The objective of product development is to achieve the shortest practical time from concept to production, which we can call development cycle time, at the lowest cost consistent with the required product quality. Numerous books and papers have discussed the importance of being first to market, or if not being first, getting to market with cost or feature advantages. Unfortunately, product development managers too often attempt to shorten the development cycle by limiting the systems engineering effort or terminating the systems engineering too early. Study after study has shown that cutting corners in systems engineering to save perhaps 5% in development cost or time results in problems in the later stages of the development cycle, like system test and in initial production, that increase development costs and time by 50 to 100%. The reason this happens is also revealed in such studies of costs over the development cycle. The systems engineering phase of product development typically costs about 10% of the total product development. However, it is found that often 80 to 90 % of the system costs are determined by decisions made while spending this first 10% of the development cost. There are two important consequences of this finding.
One is that it is possible to explore many design approaches during the systems engineering phase at very low cost. Only a portion of the systems engineering costs are spent exploring design approaches; the rest is spent on requirements analysis, documentation and communication. Thus it's possible to explore perhaps twice as many system design approaches for an increase in total development cost of only about 2%. Since doubling the number of design approaches explored significantly increases the likelihood that a higher quality or lower cost design approach is found it is well worth the extra expense.
The second important consequence is that systems engineering occurs at the beginning of the development cycle and no product development manager wants to deviate from a planned budget in the earliest stage of a project. It takes exceptional courage for a project manager to overrun the planned budget during the systems engineering phase no matter how well the manager understands the likely consequences. It is just human nature to hope that past lessons learned won’t apply to the current project. Thus managers are tempted to cut corners during systems engineering rather than conduct a thorough job even though doing a thorough job is highly likely to save costs in the long run.
There is a way out of the manager's dilemma and the way out is to use modern systems engineering methods that dramatically shorten the time and cost of the systems engineering phase of product development and improve the quality of the systems engineering work at the same time. I know that this sounds too good to be true but it has been proven to work.

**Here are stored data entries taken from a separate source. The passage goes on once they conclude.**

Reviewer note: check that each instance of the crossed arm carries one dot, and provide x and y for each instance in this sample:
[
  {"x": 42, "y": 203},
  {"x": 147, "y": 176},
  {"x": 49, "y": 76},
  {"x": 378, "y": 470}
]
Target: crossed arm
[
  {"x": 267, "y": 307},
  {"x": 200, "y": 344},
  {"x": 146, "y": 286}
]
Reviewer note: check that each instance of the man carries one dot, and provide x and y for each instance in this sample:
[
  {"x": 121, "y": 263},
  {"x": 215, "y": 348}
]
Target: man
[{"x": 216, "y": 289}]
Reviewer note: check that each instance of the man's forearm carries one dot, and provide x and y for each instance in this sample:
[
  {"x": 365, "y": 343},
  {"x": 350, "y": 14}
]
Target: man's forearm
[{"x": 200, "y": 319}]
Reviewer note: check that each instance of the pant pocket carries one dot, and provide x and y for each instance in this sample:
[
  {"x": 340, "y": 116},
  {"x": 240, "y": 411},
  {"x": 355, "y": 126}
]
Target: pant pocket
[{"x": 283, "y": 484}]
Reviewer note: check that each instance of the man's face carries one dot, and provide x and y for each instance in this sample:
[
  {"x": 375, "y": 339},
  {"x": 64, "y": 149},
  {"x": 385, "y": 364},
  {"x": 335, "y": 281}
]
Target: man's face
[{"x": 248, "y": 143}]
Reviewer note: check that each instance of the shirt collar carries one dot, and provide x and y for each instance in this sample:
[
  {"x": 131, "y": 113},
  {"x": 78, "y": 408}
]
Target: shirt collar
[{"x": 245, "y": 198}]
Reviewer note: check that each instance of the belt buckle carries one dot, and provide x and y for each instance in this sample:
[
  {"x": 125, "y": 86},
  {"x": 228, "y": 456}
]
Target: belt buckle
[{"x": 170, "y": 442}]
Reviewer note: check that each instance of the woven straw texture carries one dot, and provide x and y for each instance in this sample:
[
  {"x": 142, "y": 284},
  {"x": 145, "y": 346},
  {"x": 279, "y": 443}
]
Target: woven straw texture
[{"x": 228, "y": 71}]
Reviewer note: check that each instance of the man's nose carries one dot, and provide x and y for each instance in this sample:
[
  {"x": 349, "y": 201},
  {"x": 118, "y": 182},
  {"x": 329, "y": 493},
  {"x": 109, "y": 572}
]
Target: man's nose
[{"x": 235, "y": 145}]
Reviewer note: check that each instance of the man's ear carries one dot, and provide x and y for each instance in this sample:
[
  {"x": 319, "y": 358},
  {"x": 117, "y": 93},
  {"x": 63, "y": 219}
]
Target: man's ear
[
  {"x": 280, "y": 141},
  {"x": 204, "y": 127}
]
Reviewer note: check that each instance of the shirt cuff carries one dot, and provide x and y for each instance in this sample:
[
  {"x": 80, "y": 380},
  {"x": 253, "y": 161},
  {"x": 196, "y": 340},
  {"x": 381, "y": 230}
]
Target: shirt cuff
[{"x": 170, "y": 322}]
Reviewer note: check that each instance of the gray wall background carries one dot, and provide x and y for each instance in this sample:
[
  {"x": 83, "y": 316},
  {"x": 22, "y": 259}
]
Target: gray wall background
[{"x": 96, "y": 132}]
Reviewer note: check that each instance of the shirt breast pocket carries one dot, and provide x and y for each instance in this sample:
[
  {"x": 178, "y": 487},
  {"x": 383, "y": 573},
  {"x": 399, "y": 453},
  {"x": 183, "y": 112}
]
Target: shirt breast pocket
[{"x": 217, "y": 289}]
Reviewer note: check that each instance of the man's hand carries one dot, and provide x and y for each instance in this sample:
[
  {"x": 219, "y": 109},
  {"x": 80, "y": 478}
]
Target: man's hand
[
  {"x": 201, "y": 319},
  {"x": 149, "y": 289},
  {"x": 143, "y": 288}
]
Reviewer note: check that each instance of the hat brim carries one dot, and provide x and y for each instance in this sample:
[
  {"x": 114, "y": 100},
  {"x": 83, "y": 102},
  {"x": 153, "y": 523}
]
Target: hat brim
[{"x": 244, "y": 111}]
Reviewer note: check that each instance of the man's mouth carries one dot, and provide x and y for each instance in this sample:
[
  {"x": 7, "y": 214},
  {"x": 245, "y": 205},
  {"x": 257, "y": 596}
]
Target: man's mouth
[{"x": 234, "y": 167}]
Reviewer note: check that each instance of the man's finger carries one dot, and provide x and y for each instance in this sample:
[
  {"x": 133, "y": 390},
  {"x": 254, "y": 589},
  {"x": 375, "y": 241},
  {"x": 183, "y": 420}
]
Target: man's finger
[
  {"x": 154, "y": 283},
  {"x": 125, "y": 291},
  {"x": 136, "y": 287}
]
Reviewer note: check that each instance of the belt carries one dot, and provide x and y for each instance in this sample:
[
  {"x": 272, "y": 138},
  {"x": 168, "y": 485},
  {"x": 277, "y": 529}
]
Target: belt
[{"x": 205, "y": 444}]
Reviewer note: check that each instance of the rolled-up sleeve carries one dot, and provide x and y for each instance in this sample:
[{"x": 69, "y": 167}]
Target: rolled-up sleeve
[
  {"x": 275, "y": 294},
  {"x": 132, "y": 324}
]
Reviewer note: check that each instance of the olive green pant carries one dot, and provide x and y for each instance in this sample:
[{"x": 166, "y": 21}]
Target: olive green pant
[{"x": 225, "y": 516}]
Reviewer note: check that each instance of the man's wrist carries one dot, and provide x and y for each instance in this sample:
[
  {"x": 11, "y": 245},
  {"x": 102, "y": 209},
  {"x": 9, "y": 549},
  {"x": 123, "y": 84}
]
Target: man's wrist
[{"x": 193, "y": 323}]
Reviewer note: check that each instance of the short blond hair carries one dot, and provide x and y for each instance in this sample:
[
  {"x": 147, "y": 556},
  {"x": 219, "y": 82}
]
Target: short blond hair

If the modern methods are so effective why isn’t everyone using them? Good question. In my experience one reason is that organizations are reluctant to try new methods and another is that these new methods can be costly to implement if not done properly. I hope to show that there is a very cost effective way to implement these new methods. That is the subject for Part II of this work. But before we begin to explore new methods it’s important to understand how to best use traditional methods because using best practices with traditional methods carries over to helping achieve the best use of more modern methods.